A Church That Fits Our Needs starts with a distant piano striking dissonantly and alone. The solitary notes fits the album’s premise, to mourn band-leader Ari Picker’s late mother, but musically the intro contrasts with the album’s lush precision. Picker’s mother committed suicide shortly after his wedding in 2009. His artistic production through Lost in the Trees is decidedly therapeutic in regards to his loss – Picker acknowledges her passing and his music’s attempt to ensconce her memory in interviews and lyrics – but A Church That Fits Our Needs doesn’t need the context of Picker’s mother to succeed with a listener.
Like many great artists before him, Picker has taken the deeply personal and tragic and reinterpreted it into something universal.
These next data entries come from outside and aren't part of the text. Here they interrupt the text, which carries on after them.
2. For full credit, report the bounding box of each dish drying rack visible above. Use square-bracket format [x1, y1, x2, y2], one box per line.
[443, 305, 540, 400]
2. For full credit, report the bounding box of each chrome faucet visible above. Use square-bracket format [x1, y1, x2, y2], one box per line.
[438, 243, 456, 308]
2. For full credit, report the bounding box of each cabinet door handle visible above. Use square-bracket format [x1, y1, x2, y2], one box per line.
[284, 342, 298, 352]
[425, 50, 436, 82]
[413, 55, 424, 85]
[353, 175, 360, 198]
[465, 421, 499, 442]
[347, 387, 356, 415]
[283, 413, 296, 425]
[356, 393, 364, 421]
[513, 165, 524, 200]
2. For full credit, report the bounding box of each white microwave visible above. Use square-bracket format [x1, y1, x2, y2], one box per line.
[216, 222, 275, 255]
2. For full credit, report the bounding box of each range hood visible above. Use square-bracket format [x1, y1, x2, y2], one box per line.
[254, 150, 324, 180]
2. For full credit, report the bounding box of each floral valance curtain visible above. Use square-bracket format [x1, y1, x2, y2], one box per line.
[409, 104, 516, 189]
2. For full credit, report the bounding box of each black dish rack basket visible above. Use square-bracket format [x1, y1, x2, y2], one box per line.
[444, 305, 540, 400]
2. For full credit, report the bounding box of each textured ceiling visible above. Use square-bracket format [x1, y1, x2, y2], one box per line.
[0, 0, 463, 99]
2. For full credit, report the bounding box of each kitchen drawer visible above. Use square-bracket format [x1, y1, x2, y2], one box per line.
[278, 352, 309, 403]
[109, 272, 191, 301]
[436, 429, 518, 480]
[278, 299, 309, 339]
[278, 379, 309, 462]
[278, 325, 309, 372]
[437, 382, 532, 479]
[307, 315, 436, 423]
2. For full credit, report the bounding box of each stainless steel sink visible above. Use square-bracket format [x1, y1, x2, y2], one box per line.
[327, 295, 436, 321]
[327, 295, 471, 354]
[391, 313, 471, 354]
Lost in the Trees’ brand of orchestral-pop demands technical proficiency. The crescendos that build Picker’s soft croon and gentle guitar to orchestral heights are dense and deft. The orchestration never intrudes thanks to restrained writing and producer Rob Schnapf’s delicate attention to the nuances of Lost in the Trees’ multifaceted sound. Although the inspiration for the album is deeply personal, Picker’s lyrics – sometimes direct and sometimes fantastical – are managed gracefully in the band’s large presence.
Picker’s vulnerable voice and lyrics could easily be swallowed by the spacious orchestration, but instead Picker remains a cool conductor. Lost in the Trees’ swoons and rises are never dissonant in tone or spirit; the band’s sudden movements are like a flock of birds adjusting to the changing wind. They have carved their musical niche well, but Picker still brings in new elements to their established sound. “Golden Eyelids,” the album’s fourth track, repeats a ghostly “sha-la-la-la” that is closer to early soul than classical music; the closing moments are definitely more Sam Cooke than Tchaikovsky or Andrew Bird. “Golden Eyelids” doesn’t summit dramatic peaks like other tracks on the album, but instead it gently floats Picker’s muted-nostalgic lyrics on top of a rolling melody. The song is beautiful and tinged with pain; Picker asks, “Please tell me it’s worth it all.” I think that A Church That Fits Our Needs certainly is.